Ketentuan perlindungan data pribadi juga memiliki relevansi dengan jaminan atas hak perlindungan hukum bagi masyarakat sebagaimana ditegaskan dalam Pasal 28D UUD NRI 1945. Perlindungan hukum merupakan salah satu aspek penting yang wajib dipenuhi oleh negara terhadap warga negaranya[3]. Perlindungan hukum khususnya mengenai data pribadi menjadi urgen untuk dipertegas karena perkembangan teknologi informasi dan komunikasi yang membuat data pribadi menjadi objek untuk dibobol bahkan disalahgunakan[4]. Terdapat berbagai fakta yang menunjukkan bahwa terdapat upaya penyalahgunaan data pribadi denganberbagai motif, seperti: motif mencari keuntungan, motif mengancam, hingga motif inteligen untuk mendapatkan informasi data pribadi dari suatu negara[5].
Pada tahun 2022, untuk menjamin perlindungan data pribadi masyarakat, pemerintah bersama dengan DPR akhirnya mengesahkan UU No. 27 Tahun 2022 Tentang Perlindungan Data Pribadi (UU PDP). Pengesahan UU PDP di Indonesia dapat dikatakan cukup terlambat dibandingkan dengan berbagai negara yang telah mengatur mengenai perlindungan data pribadi jauh sebelum Indonesia mengesahkannya[6]. Meski begitu, upaya pemerintah bersama dengan DPR yang mengesahkan UU PDP wajib diapresiasi karena dengan hadirnya UU PDP maka terdapat upaya untuk menegakkan sekaligus merumuskan berbagai kebijakan hukum yang orientasinya adalah untuk melindungi data pribadi masyarakat.
Salah satu substansi penting dalam UU PDP adalah pengaturan mengenai pertanggungjawaban hukum terhadap pihak-pihak yang dianggap telah melakukan penyalahgunaan data pribadi[7]. Pasal 16 ayat (2) huruf h UU PDPP misalnya memberikan penegasan bahwa penyalahgunaan data pribadi harus dijalankan secara bertanggung jawab dan jelas sehingga memberikan aspek kepastian hukum. Lebih lanjut, pada Pasal 47 UU PDP, pengendali data pribadi juga dipertegas untuk wajib bertanggung jawab dalam pemrosesan dapat pribadi apabila terdapat kesalahan dan/atau ketidaksesuaian yang berakibat pada kerugian data pribadi pihak lain. Pasal 51 ayat (3) UU PDP sekaligus mempertegas bahwa pengendali data pribadi wajib bertanggung jawab dalam pemrosesan data pribadi yang melibatkan prosesor data pribadi. Dari ketentuan Pasal 16 ayat (2) huruf h, Pasal 47, serta Pasal 51 ayat (3) UU PDP, telah terdapat ketentuan yang mewajibkan tanggung jawab hukum apabila terdapat kerugian darri salah satu pihak dalam kegiatan pemrosesan data pribadi.

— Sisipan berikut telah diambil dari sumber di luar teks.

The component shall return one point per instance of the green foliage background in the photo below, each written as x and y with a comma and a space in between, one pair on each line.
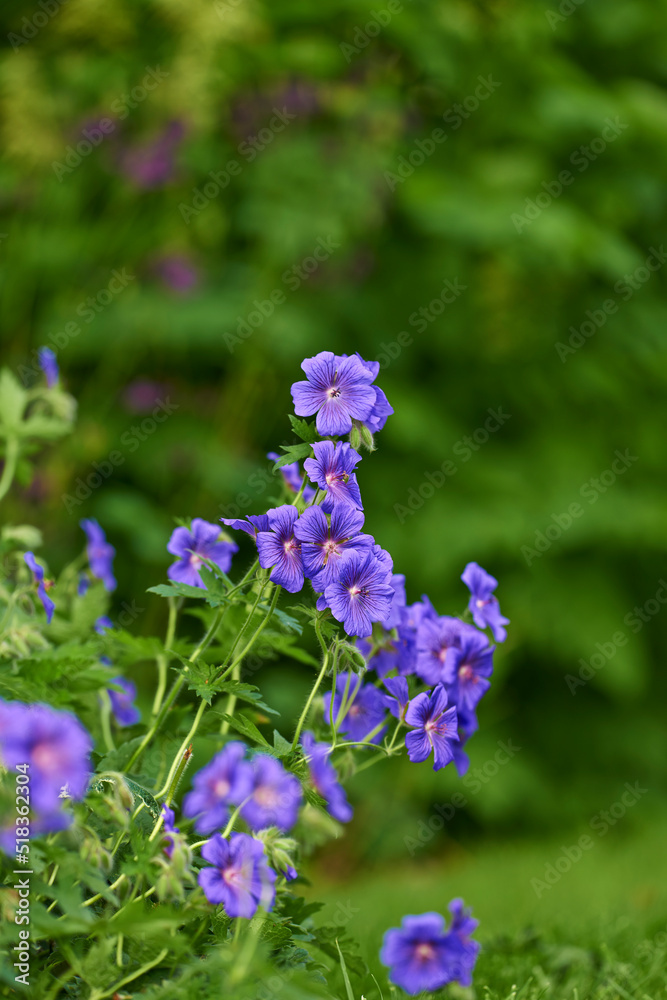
557, 79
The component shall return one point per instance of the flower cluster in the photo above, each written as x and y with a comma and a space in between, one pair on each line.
423, 955
54, 748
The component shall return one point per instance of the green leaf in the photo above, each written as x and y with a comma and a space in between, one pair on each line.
293, 453
12, 401
243, 725
303, 429
42, 426
346, 978
177, 590
280, 744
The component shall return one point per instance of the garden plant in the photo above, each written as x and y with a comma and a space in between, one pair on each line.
162, 856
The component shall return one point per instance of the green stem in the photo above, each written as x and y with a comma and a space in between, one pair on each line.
163, 658
11, 458
320, 677
256, 634
173, 694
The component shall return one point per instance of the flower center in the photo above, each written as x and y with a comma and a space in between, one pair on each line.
232, 876
266, 797
44, 758
424, 952
221, 788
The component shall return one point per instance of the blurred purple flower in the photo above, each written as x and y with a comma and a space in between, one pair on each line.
125, 711
178, 273
100, 553
151, 164
38, 573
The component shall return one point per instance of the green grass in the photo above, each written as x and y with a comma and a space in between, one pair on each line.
599, 932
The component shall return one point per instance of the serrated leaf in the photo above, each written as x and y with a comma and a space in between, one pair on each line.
293, 453
12, 401
289, 623
303, 429
280, 744
243, 725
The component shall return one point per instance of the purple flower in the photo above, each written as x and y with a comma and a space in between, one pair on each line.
436, 641
225, 781
200, 542
280, 549
293, 477
397, 583
361, 595
325, 779
252, 524
381, 409
483, 604
38, 573
422, 955
55, 746
472, 663
324, 544
463, 925
49, 365
338, 389
152, 164
125, 711
178, 273
398, 702
332, 470
240, 878
435, 728
275, 796
365, 708
100, 553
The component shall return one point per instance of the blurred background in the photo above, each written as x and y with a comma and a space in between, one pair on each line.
196, 195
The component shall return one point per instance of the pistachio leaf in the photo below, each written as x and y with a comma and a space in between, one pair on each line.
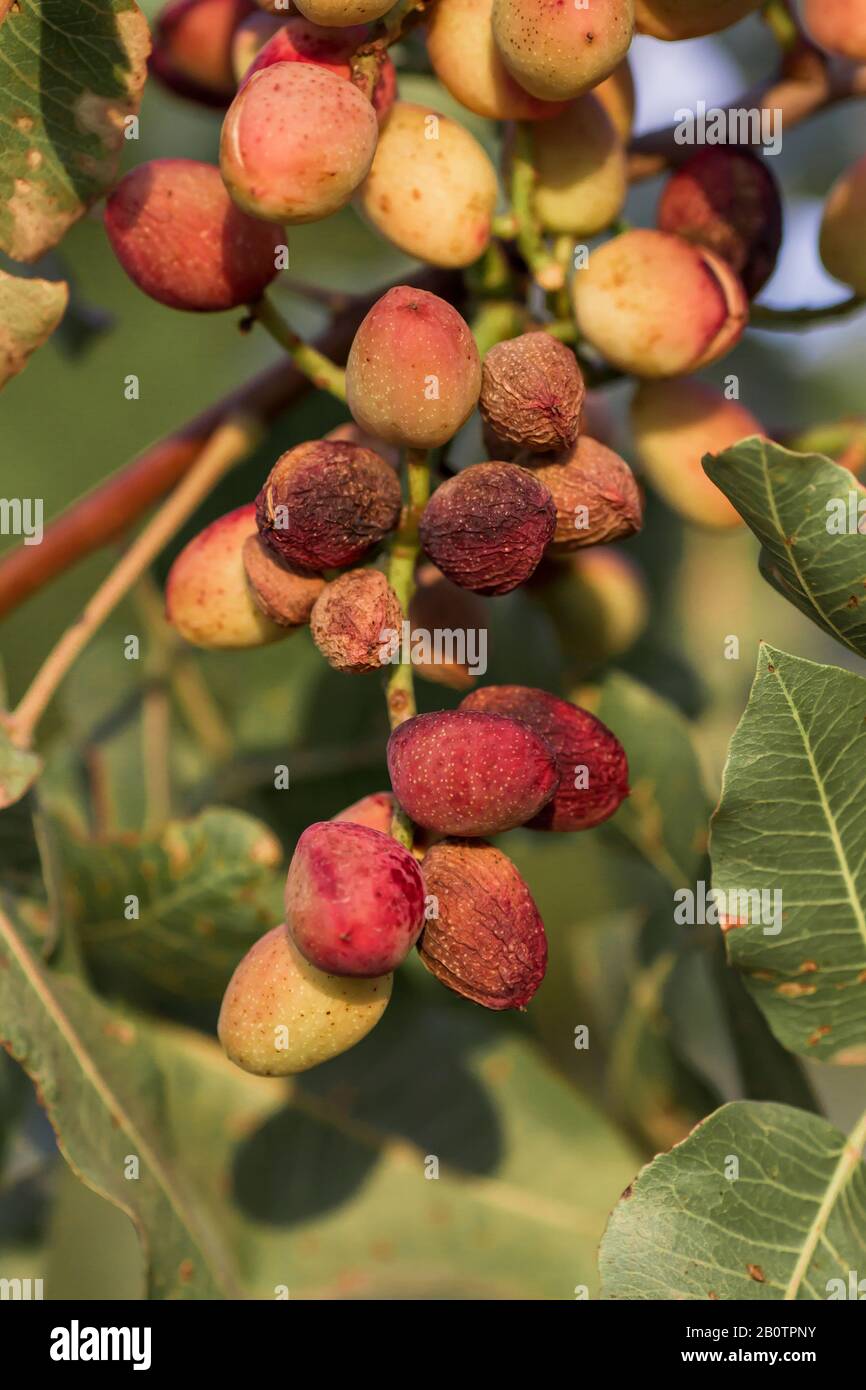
174, 909
794, 502
103, 1093
791, 823
29, 313
71, 71
761, 1201
666, 812
18, 770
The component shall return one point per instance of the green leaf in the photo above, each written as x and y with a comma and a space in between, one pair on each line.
328, 1186
665, 816
206, 890
70, 75
791, 820
103, 1094
786, 498
791, 1219
29, 313
18, 770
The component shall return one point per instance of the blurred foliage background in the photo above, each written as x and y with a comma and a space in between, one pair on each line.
540, 1134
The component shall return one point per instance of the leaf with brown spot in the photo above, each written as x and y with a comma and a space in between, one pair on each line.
791, 820
103, 1093
70, 75
29, 313
788, 1222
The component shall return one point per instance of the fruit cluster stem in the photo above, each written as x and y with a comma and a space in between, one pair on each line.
402, 560
544, 267
321, 371
230, 444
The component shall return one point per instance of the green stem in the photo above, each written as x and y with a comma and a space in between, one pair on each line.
496, 320
402, 559
542, 264
320, 370
790, 320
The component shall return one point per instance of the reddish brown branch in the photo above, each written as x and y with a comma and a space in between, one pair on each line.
114, 505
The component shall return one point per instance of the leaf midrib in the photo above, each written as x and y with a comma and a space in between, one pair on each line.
856, 908
788, 546
113, 1107
847, 1166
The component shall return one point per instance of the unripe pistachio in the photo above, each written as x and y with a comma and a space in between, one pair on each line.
485, 940
431, 189
656, 306
590, 759
466, 60
413, 373
580, 170
690, 18
299, 41
487, 528
181, 239
353, 622
341, 13
727, 200
533, 392
355, 900
599, 602
325, 503
192, 47
282, 592
559, 50
595, 495
462, 773
207, 595
843, 241
281, 1015
674, 424
296, 142
439, 609
838, 25
617, 96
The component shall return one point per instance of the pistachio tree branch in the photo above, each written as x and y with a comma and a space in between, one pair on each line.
402, 559
113, 506
313, 363
231, 442
544, 267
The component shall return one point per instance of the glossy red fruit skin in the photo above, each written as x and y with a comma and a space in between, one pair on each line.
184, 63
355, 900
484, 937
488, 527
299, 41
463, 773
178, 235
727, 200
578, 740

Meski telah diatur dalam UU PDP, namun pertanggungjawaban mengenai penyalahgunaan data pribadi sejatinya belum mendapatkan konsepsi yang jelas mengenai tanggung jawab seperti apa yang diamanatkan oleh UU PDP dalam menanggulangi penyalahgunaan data pribadi. Hal ini karena dalam ilmu hukum terdapat berbagai konsep mengenai pertanggungjawaban dengan karakteristik yang berbeda-beda dan dalam UU PDP tidak menjelaskan secara spesifik konsep pertanggungjawaban seperti apa yang dianut untuk menanggulangi penyalahgunaan data pribadi. Hal ini menimbulkan isu hukum yaitu kekaburan konsep mengenai tanggung jawab terkait penyalahgunaan data pribadi. Oleh karena itu, penelitian ini bertujuan untuk menganalisis mengenai pertanggungjawaban hukum serta konsep ideal dalam pemberian ganti rugi bagi korban penyalahgunaan data pribadi.

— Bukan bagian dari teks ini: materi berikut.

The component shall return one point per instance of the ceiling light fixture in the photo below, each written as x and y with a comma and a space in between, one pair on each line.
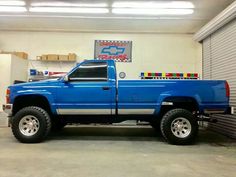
67, 4
12, 9
12, 3
154, 4
69, 10
152, 11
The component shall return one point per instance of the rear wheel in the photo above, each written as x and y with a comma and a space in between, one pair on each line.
179, 127
31, 125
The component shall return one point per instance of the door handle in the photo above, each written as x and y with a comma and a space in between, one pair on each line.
106, 88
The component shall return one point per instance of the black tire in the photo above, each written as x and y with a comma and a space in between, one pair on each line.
57, 124
156, 125
173, 134
42, 118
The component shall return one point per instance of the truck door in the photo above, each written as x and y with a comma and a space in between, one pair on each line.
88, 91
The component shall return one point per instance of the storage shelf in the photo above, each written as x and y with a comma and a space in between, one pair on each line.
69, 61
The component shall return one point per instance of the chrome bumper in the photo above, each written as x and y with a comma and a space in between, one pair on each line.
7, 108
230, 110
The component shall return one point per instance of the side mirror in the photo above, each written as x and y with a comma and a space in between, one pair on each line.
66, 78
122, 75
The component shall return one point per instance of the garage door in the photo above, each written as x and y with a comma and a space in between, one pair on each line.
219, 62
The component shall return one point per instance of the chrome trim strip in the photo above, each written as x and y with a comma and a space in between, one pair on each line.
136, 111
7, 108
83, 111
167, 103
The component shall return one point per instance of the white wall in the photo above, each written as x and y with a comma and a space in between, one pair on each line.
11, 68
151, 52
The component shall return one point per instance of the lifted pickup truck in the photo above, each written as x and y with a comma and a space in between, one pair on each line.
91, 93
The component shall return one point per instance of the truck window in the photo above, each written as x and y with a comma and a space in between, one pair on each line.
93, 71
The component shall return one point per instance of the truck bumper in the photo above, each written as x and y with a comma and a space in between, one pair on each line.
230, 110
7, 108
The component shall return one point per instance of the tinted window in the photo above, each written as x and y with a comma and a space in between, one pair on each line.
94, 71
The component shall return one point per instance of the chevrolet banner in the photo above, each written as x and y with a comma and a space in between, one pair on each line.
120, 51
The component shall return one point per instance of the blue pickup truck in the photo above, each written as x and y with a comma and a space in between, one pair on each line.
91, 93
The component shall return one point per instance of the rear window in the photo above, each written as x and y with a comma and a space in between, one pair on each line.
92, 71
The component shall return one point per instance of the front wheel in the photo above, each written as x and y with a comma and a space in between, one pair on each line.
31, 125
179, 127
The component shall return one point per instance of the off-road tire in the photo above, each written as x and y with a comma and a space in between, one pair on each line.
167, 120
43, 119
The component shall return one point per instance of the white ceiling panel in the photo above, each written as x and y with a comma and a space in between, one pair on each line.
204, 11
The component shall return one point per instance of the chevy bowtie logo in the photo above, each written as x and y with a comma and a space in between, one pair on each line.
113, 50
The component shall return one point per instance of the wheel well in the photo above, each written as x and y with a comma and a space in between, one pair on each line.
187, 103
31, 100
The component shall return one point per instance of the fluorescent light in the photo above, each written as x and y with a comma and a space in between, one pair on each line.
12, 3
12, 9
67, 4
154, 4
69, 10
152, 11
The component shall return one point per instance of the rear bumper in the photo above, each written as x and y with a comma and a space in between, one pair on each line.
230, 110
7, 108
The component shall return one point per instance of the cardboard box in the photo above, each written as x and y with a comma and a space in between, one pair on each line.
44, 57
21, 55
63, 57
52, 57
72, 57
38, 57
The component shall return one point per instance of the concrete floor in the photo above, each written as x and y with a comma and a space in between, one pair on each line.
116, 152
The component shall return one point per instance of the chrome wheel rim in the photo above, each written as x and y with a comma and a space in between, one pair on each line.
181, 127
29, 125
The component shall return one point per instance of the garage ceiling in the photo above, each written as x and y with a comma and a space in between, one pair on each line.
204, 10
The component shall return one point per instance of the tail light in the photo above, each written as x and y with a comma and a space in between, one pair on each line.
227, 89
8, 96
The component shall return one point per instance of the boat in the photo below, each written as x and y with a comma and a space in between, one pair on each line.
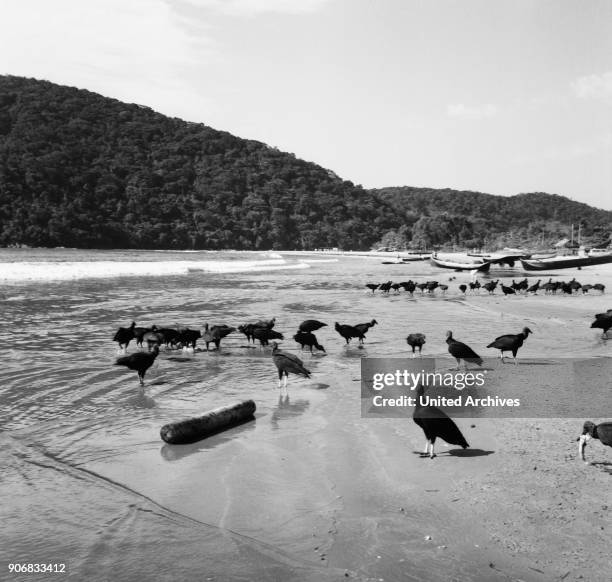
566, 262
460, 262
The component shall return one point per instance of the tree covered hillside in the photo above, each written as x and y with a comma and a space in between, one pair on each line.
78, 169
81, 170
472, 219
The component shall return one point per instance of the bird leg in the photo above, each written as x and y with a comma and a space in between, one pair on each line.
582, 445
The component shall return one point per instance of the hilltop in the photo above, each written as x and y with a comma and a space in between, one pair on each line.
82, 170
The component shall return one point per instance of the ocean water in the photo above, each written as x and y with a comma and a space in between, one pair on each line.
89, 481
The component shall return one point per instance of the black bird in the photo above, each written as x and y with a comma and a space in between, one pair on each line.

Penelitian mengenai pertanggungjawaban terkait penyalahgunaan data pribadi sejatinya belum banyak dilakukan oleh peneliti sebelumnya karena dua faktor, pertama aturan yang membahas mengenai UU PDP masih baru yaitu tahun 2022 sehingga kajian dan penelitian mengenai UU PDP masih baru dilakukan secara masif pasca disahkannya UU PDP[8]. Kedua, pengkajian dan penelitian berkaitan dengan UU PDP secara umum masih berkaitan dengan urgensi perlindungan data pribadi dan jenis penyalahgunaan data pribadi. Dengan mengacu pada kedua fakta di atas, maka penelitian ini adalah penelitian yang orisinal karena berorientasi pada upaya membahas yang belum dibahas oleh peneliti terdahulu.

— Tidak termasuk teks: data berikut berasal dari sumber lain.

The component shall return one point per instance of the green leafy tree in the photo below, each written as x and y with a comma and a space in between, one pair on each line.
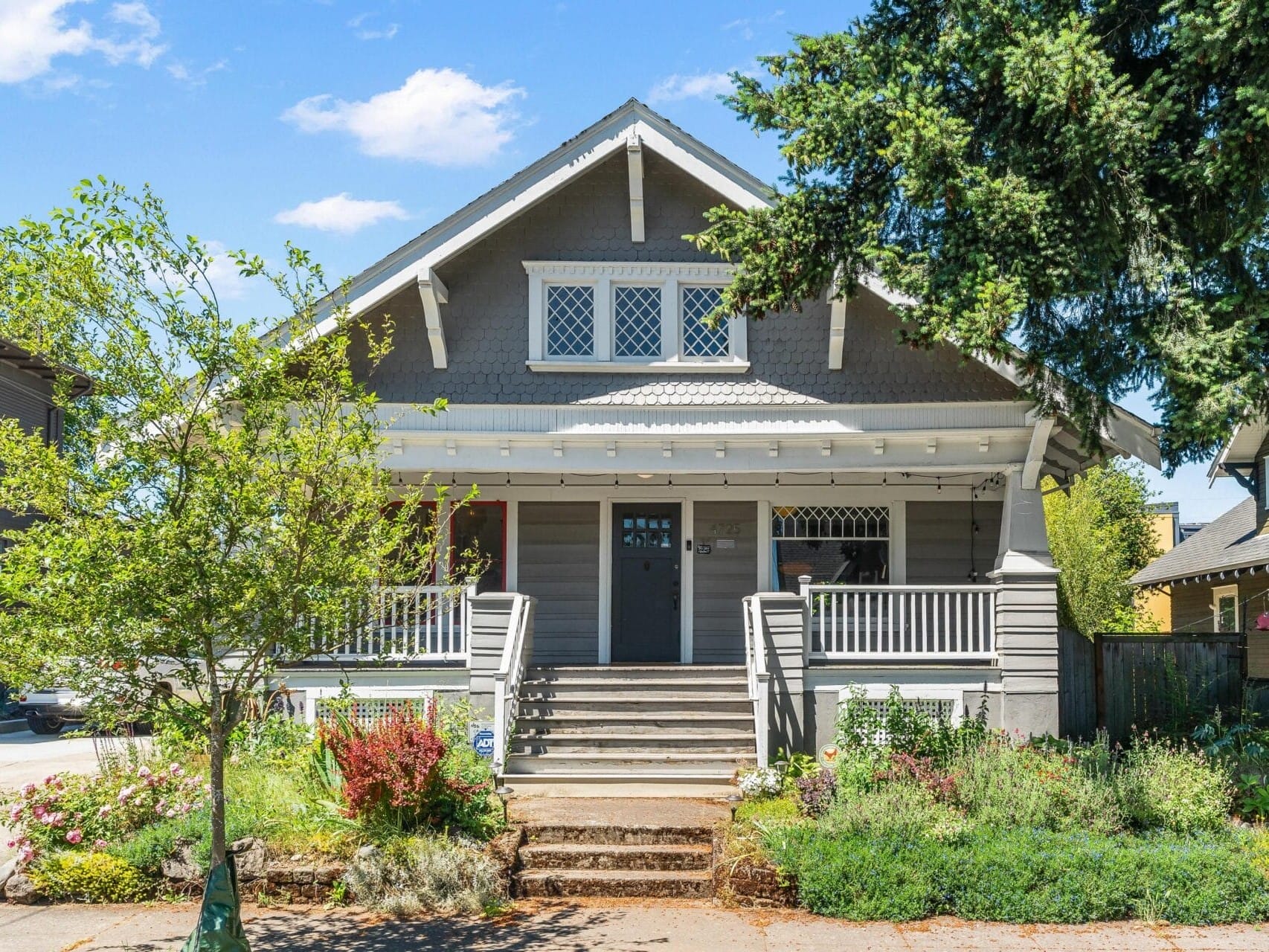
224, 509
1089, 181
1100, 533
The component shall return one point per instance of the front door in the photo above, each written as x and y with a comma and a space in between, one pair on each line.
646, 582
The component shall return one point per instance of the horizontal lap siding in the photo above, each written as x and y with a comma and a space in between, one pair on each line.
559, 565
722, 579
940, 537
1193, 614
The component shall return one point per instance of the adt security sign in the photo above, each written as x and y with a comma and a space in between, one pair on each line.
481, 734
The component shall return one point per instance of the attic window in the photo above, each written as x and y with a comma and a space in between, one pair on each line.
631, 316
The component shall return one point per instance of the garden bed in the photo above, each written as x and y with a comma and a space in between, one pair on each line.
400, 814
920, 819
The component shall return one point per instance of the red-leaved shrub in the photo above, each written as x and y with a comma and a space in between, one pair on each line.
395, 767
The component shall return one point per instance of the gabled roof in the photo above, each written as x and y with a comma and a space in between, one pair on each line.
541, 179
32, 363
1231, 544
632, 122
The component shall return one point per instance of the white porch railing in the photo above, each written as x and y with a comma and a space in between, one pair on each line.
507, 682
759, 678
406, 623
900, 623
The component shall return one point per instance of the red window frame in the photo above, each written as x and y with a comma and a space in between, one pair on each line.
453, 549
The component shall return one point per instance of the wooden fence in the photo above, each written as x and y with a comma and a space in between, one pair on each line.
1146, 682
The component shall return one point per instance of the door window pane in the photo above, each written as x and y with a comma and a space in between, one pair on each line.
479, 530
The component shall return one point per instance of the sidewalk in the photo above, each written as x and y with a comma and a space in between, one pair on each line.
546, 927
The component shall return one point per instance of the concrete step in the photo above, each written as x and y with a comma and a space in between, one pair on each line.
634, 763
690, 884
630, 672
637, 744
652, 722
668, 706
663, 857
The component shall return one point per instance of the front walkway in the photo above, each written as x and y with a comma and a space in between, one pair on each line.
656, 924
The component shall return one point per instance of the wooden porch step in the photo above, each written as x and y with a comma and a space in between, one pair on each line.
688, 884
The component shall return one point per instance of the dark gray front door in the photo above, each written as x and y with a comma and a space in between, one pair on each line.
646, 582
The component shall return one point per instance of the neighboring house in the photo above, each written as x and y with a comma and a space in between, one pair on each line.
1157, 603
27, 386
1217, 579
643, 476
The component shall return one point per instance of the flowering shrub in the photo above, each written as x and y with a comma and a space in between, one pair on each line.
815, 791
1169, 786
760, 782
89, 878
922, 771
397, 768
93, 811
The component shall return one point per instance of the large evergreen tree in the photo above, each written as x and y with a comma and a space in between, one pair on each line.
1084, 179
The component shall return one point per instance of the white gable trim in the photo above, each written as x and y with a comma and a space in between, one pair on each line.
551, 173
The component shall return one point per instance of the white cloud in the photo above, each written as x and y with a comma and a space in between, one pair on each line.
341, 213
704, 86
34, 32
442, 117
196, 77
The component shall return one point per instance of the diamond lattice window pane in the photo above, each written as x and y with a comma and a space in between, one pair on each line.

Penelitian terdahulu yang membahas mengenai UU PDP, diantaranya: (i) penelitian yang dilakukan oleh Lie dan Ramadhan (2022) yang membahas mengenai pentingnya pembentukan komisi independen terkait perlindungan data pribadi. Kebaruan dari penelitian ini yaitu merumuskan gagasan ideal mengenai komisi independen terkait perlindungan data pribadi yang secara optimal dapat melindungi serta menjamin kepastian hukum bagi masyarakat[9]. Penelitian senada juga dilakukan oleh Firdaus (2022) yang berfokus pada pelrindungan hukum data pribadi tterhadap potensi adanya peretasan. Kebaruan penelitian ini yaitu secara preskriptif perlu dilakukan upaya perlindungan hukum supaya dapat memberikan perlindungan secara optimal bagi masyarakat dalam melindungi data pribadi dari potensi adanya peretasan[10]. Penelitian yang lebih spesifik tentang UU PDP dilakukan oleh Raihan (2023) yang membahas mengenai pertanggungjawaban hukum kepada konsumen akibat bocornya data 91 juta akun tokopedia. Kebaruan penelitian ini yaitu secara studi spesifik berbasis studi kasus yang merumuskan pertanggungjawaban hukum yang wajib dilakukan oleh tokopedia kepada para konsumen[11].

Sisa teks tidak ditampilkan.